- Location: Queen Charlotte Sound / Tōtaranui, Marlborough Sounds
- Coordinates: 41°13′45″S 174°00′03″E﻿ / ﻿41.2293°S 174.0009°E

= Lochmara Bay =

Locality in New Zealand

Lochmara Bay (Pehautangia) is a large bay in Queen Charlotte Sound, New Zealand, north of Picton. Until the 1860s it was officially known by the Māori name Pehautangia.

==Naming==
Lochmara Bay takes its name from the pastoral run set up there by Courtney Kenny (1835–1905) in 1857 called Lochmara Run. The name is a thought to be a contraction of Loch na Mara, Scottish Gaelic for 'loch of the sea'.

Pehautangia means 'place of roaring winds', a reference to the rough gales there.

==History==
In 1857 Courtney Kenny took out a depasturage license for all of the land between Tōrea Bay and Ōnahau Bay in Queen Charlotte Sound, and between Te Mahia Bay and Portage in Kenepuru Sound. He named his pastoral run Lochmara Run, a name likely reflecting the Scottish and Irish connection of his wife Georgina Kenny (1835–1899). The Lochmara Run was initially about 2,000 hectares, but Kenny disposed of some in 1860, and converted around 1766 hectares to secure leasehold and freehold tenures. The 1880 block sheets show Kenny had cleared nearly half of his land of native bush, largely on the Lochmara Peninsula, Tōrea Bay, and Double Cove, along with a swath from West Bay to Pukatea Bay. Kenny would go on to sell portions of the run to the Gullery family, with both families running sheep there for many years. Farming would come to an end on the remains of Lochmara Run by 1960, the land having been retaken by growth, making farming impossible. The land was subdivided for holiday housing in the 1960s, with some becoming the Lochmara Bay Scenic Reserve.

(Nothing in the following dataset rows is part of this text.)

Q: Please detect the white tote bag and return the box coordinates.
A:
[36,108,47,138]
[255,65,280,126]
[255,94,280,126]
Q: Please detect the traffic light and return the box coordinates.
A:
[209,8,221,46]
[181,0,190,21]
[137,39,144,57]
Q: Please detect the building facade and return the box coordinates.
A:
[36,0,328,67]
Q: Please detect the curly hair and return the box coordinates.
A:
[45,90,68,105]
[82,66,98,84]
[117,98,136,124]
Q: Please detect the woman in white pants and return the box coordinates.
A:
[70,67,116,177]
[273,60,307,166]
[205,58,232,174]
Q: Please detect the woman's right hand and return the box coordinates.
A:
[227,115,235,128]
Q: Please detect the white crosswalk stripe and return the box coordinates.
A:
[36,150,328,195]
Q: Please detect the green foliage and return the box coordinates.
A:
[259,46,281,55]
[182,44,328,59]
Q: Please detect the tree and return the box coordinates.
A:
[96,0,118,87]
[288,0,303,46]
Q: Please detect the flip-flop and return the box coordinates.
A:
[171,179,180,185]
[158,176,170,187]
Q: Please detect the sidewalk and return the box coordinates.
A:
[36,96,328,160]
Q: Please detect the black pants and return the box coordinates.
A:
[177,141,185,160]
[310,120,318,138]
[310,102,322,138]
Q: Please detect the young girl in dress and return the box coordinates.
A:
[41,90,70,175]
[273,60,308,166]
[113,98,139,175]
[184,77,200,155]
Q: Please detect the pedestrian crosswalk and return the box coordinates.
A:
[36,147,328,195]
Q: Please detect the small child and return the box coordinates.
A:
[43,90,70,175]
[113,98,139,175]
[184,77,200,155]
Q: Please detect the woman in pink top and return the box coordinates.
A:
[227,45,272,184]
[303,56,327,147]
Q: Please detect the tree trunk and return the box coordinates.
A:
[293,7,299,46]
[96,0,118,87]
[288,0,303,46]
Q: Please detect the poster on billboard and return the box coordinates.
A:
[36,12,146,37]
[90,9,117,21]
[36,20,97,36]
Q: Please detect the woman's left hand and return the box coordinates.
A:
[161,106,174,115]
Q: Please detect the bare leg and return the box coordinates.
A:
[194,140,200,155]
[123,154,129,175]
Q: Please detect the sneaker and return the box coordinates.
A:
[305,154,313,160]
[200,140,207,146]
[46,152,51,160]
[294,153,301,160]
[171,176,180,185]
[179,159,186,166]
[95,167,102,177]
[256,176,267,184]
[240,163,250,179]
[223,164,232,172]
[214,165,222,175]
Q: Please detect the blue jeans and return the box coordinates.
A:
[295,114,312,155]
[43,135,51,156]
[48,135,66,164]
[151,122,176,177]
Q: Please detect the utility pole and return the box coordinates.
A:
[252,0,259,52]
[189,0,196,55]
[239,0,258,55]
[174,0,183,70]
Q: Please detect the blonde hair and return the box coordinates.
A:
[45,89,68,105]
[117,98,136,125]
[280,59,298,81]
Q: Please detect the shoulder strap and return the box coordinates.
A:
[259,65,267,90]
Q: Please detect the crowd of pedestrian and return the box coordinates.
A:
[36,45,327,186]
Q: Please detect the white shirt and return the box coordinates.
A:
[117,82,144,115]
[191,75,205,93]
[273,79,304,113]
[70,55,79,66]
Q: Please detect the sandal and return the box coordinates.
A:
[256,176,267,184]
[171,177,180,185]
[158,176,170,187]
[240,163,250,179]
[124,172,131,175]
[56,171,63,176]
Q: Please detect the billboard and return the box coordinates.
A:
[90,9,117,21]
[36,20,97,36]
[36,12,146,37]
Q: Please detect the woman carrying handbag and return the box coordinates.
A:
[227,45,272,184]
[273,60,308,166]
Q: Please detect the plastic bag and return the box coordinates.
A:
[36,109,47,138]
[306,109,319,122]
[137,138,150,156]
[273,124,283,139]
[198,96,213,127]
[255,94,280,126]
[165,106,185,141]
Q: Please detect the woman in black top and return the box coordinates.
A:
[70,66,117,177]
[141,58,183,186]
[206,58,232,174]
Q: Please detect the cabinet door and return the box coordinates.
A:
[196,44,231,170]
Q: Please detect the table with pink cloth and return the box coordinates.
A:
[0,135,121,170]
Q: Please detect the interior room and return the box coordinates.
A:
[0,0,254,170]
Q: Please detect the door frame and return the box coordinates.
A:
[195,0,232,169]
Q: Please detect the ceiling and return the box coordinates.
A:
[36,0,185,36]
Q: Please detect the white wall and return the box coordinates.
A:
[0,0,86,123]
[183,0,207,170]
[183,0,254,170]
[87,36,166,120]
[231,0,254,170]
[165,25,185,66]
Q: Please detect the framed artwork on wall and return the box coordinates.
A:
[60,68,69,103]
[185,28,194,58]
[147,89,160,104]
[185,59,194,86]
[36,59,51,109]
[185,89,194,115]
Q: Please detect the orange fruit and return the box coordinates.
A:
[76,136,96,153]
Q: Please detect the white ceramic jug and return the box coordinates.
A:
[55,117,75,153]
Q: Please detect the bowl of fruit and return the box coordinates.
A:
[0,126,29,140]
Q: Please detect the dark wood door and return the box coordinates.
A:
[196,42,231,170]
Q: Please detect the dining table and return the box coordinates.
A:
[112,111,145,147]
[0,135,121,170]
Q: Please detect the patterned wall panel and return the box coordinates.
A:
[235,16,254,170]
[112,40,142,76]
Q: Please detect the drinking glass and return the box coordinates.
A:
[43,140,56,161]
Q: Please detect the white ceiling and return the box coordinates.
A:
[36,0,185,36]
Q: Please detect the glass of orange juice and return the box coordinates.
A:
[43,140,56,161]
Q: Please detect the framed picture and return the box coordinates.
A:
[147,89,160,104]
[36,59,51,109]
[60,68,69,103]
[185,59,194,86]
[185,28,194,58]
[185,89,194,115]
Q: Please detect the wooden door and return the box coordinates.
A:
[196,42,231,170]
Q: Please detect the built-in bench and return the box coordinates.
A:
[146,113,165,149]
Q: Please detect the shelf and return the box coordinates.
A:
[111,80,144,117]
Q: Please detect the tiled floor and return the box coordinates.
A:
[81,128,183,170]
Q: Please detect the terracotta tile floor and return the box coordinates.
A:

By 1917 Lochmara Bay had been surveyed for townships. The majority of these lots never came to fruition, but some were developed by Marlborough families, who built houses and shacks there. After the Second World War more lots were subdivided and sold, some smaller than a hectare, and holiday housing became more popular along with the advent of improved roads and railways. In 1950 Lochmara Bay had around 20 houses, today it has about 100.

==Contained geographies==

=== East and West Bay ===
East Bay is located near the back of Lochmara Bay on its eastern coast, while West Bay is located at the very back of the bay on its west coast.

=== Hautehoro Point ===
Hautehoro Point sits on the western tip of Lochmara Bay. Evidence of pit dwellings has been found here, suggesting it may have been used as a look-out or temporary dwelling.

=== Nohokouau Point ===
Nohokouau Point sits on the eastern tip of Lochmara Bay. Nohokouau can be translated as 'to sit in sprinkling rain'.

=== Double Cove ===
Double Cove is located just outside of the eastern tip of Lochmara Bay. Double Cove consists of two arms connected by a large cove, resembling a crab claw and giving the cove its name.